Rancu Aturan Pemilih Ganda Pilkepling Gaharu Lingkungan 3, Warga Minta Kepastian Hukum dari Pemko Medan ‎



‎Medan– Proses Pemilihan Kepala Lingkungan Pilkepling di Lingkungan 3, Kelurahan Gaharu, Kecamatan Medan Timur, diwarnai polemik aturan pemilih ganda yang menimbulkan tudingan pembohongan publik dari warga.

‎Polemik bermula dari hasil rapat bersama Camat Medan Timur. Dalam rapat tersebut, Camat disebut menyampaikan bahwa jika terjadi pemilih ganda sesuai kesepakatan maka pemilihan dinyatakan batal.

‎“Pak Camat waktu itu bilang jelas, kalau ada yang nyoblos dobel, itu batal. Itu kesepakatannya,” kata Ustadz T Saladin S Ag perwakilan warga Lingkungan 3, Senin  29/6/2026.

‎Namun saat dikonfirmasi wartawan, Sekretaris Camat Sekcam Medan Timur justru memberikan keterangan berbeda. 

‎“Aturan itu tidak benar. Mungkin Pak Camat silap pada saat itu,” ujar Sekcam Medan Timur.

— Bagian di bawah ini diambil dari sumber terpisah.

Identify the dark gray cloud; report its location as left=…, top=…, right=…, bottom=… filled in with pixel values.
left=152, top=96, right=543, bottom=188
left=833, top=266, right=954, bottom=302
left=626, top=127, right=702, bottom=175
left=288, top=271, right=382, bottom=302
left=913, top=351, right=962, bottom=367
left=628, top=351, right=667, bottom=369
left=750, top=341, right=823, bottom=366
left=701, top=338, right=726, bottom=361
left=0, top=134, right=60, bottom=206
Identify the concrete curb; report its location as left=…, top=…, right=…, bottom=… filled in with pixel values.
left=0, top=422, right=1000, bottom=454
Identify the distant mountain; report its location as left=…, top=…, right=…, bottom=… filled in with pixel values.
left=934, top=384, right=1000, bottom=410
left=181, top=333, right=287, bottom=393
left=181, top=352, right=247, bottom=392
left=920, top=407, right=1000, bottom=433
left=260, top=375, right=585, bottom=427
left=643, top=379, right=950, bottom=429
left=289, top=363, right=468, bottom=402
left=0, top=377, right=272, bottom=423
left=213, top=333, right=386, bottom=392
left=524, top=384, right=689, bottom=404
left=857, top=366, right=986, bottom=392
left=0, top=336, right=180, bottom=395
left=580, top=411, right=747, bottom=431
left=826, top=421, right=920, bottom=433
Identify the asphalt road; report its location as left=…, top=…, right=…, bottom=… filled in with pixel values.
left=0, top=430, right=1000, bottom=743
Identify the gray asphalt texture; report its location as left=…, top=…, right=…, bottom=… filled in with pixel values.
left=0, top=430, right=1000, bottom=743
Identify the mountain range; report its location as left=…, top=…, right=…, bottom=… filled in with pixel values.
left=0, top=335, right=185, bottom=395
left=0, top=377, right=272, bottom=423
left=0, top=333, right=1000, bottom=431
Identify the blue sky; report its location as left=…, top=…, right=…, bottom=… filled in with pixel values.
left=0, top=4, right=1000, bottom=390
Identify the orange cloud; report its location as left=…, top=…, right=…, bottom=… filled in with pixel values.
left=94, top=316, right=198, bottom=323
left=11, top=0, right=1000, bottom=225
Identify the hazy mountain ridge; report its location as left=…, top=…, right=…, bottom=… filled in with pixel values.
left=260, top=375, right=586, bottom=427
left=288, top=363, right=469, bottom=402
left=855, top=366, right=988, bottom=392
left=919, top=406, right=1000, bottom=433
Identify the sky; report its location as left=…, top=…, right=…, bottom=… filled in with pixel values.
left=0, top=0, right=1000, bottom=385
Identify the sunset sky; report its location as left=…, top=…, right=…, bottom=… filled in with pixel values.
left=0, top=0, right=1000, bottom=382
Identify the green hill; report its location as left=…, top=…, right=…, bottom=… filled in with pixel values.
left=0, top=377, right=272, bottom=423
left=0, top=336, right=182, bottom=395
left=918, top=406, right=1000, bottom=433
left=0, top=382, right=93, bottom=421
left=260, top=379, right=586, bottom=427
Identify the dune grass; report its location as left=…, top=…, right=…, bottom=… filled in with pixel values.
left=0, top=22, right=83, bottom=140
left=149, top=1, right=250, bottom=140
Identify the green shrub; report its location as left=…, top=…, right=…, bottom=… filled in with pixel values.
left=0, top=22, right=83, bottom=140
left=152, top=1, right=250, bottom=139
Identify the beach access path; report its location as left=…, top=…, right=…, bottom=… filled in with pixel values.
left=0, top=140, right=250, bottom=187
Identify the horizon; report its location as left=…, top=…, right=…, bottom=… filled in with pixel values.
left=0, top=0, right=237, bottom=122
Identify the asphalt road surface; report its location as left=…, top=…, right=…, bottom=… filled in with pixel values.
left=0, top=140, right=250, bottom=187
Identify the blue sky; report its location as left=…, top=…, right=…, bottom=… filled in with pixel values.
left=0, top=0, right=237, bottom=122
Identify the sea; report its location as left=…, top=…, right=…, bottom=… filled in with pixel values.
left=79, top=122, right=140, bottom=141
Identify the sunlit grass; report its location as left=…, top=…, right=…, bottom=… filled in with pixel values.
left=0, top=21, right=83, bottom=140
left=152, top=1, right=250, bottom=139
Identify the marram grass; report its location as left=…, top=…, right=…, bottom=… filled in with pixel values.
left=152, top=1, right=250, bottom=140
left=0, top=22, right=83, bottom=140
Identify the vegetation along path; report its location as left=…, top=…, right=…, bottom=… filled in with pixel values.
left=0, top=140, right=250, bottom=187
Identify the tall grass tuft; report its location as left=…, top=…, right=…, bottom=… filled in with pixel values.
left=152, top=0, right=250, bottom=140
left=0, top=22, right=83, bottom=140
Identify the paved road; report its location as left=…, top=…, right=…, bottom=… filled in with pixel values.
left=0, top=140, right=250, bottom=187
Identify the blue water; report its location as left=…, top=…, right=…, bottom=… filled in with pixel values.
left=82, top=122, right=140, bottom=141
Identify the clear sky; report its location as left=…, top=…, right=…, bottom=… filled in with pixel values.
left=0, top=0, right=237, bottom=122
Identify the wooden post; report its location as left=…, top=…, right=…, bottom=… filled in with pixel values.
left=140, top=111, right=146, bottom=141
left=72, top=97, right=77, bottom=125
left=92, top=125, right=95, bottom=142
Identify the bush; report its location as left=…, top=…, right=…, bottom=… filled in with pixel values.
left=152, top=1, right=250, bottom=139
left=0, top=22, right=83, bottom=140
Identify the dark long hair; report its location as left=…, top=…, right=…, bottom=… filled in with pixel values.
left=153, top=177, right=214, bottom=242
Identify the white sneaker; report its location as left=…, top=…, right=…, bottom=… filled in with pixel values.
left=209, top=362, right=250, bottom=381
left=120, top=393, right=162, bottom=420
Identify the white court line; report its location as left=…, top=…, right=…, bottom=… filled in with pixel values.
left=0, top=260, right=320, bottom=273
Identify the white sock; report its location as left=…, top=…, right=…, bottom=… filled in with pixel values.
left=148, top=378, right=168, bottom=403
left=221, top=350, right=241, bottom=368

‎Perbedaan keterangan itu membuat warga bingung dan menuding terjadi informasi yang menyesatkan. “Ini namanya membingungkan masyarakat. Aturan main harus jelas dari awal, jangan berubah-ubah,” ucap Aziz warga lainnya.

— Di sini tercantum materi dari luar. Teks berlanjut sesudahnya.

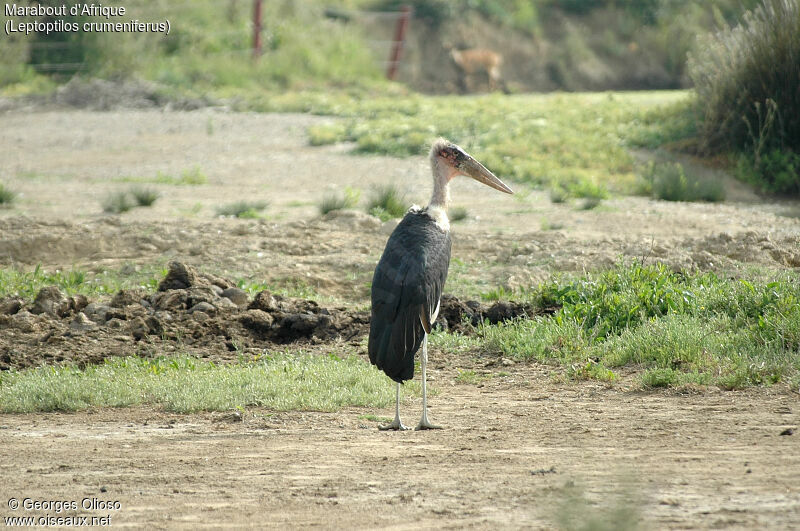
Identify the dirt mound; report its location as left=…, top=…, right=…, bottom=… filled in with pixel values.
left=0, top=261, right=552, bottom=370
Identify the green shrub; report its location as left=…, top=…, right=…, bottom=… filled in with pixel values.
left=736, top=149, right=800, bottom=195
left=688, top=0, right=800, bottom=166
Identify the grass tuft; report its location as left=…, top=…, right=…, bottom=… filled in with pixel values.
left=477, top=264, right=800, bottom=389
left=0, top=183, right=17, bottom=206
left=640, top=161, right=725, bottom=203
left=367, top=184, right=408, bottom=221
left=319, top=186, right=361, bottom=215
left=131, top=187, right=161, bottom=206
left=0, top=353, right=394, bottom=413
left=102, top=192, right=136, bottom=214
left=217, top=201, right=267, bottom=219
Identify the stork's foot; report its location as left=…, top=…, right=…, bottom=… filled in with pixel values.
left=378, top=418, right=411, bottom=431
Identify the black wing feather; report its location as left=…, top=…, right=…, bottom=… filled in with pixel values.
left=368, top=211, right=451, bottom=383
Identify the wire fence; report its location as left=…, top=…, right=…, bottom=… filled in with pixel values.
left=6, top=0, right=415, bottom=78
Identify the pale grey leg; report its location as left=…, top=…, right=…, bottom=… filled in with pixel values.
left=416, top=334, right=442, bottom=430
left=378, top=382, right=411, bottom=431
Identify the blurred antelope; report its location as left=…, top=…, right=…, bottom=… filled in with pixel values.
left=450, top=48, right=504, bottom=90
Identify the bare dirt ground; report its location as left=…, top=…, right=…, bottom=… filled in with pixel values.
left=0, top=109, right=800, bottom=529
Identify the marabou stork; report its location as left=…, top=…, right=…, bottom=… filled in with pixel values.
left=368, top=138, right=514, bottom=430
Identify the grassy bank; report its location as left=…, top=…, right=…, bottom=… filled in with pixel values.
left=433, top=264, right=800, bottom=389
left=260, top=91, right=686, bottom=197
left=0, top=353, right=394, bottom=413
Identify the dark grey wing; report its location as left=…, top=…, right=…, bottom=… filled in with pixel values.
left=368, top=212, right=451, bottom=382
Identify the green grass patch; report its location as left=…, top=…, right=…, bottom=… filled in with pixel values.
left=282, top=91, right=686, bottom=198
left=319, top=186, right=361, bottom=215
left=367, top=184, right=410, bottom=221
left=0, top=353, right=394, bottom=413
left=115, top=170, right=208, bottom=186
left=130, top=187, right=161, bottom=207
left=462, top=264, right=800, bottom=389
left=456, top=369, right=492, bottom=385
left=0, top=183, right=17, bottom=207
left=102, top=192, right=136, bottom=214
left=639, top=161, right=725, bottom=203
left=0, top=264, right=167, bottom=301
left=216, top=201, right=267, bottom=219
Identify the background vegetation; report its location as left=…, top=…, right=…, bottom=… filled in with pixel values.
left=0, top=0, right=800, bottom=404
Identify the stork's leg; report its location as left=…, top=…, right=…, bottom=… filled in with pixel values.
left=416, top=334, right=441, bottom=430
left=378, top=382, right=411, bottom=431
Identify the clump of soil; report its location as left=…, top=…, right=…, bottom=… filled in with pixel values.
left=0, top=261, right=551, bottom=370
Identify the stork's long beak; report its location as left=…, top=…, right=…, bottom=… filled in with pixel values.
left=459, top=155, right=514, bottom=194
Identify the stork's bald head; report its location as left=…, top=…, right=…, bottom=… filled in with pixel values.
left=430, top=138, right=514, bottom=194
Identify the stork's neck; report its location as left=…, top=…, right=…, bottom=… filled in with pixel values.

‎Hingga berita ini ditulis, Camat Medan Timur belum dapat dikonfirmasi untuk memberikan klarifikasi resmi terkait pernyataannya dalam rapat. Wartawan telah berupaya menghubungi dan Camat mengatakan sedang dalam acara APEKSI.

‎"Maaf bang, saya sedang di acara APEKSI.

‎Konfirmasi ke Sekcam aja bang, dia yang lebih faham. Dia yang tau teknis nya," ujar Camat melalui telepon selular.

‎Lurah Gaharu, Ricky Irawan Nasution mengatakan pihaknya hanya menjalankan teknis sesuai aturan  kecamatan. Mana yang terbaik saja, karena kami juga nantinya yang memakainya. Jika memang benar dipilih masyarakat kita harus terima.

‎“Kami hanya mengharapkan mana yang terbaik saja dan kami mengacu petunjuk tertulis dari Kecamatan soal aturan pemilih ganda ini,” ujarnya

‎Praktisi hukum pemerintahan, Rahmansyah Sirait SH, menilai perbedaan tafsir pejabat publik di forum resmi berpotensi menimbulkan keresahan. “Pemerintah wajib memberikan kepastian hukum. Kalau ada kekeliruan, harus diralat secara tertulis, bukan lisan,” ujarnya.

‎Pemko Medan melalui Bagian Pemerintahan diminta segera meluruskan aturan baku Pilkepling, terutama terkait pemilih ganda, agar tidak menimbulkan konflik horizontal di masyarakat.

‎Sesuai Pasal 1 dan 3 Kode Etik Jurnalistik, berita ini disusun berdasarkan keterangan dua pejabat dan warga, serta memberi ruang hak jawab kepada pihak yang diberitakan. Praduga tak bersalah berlaku.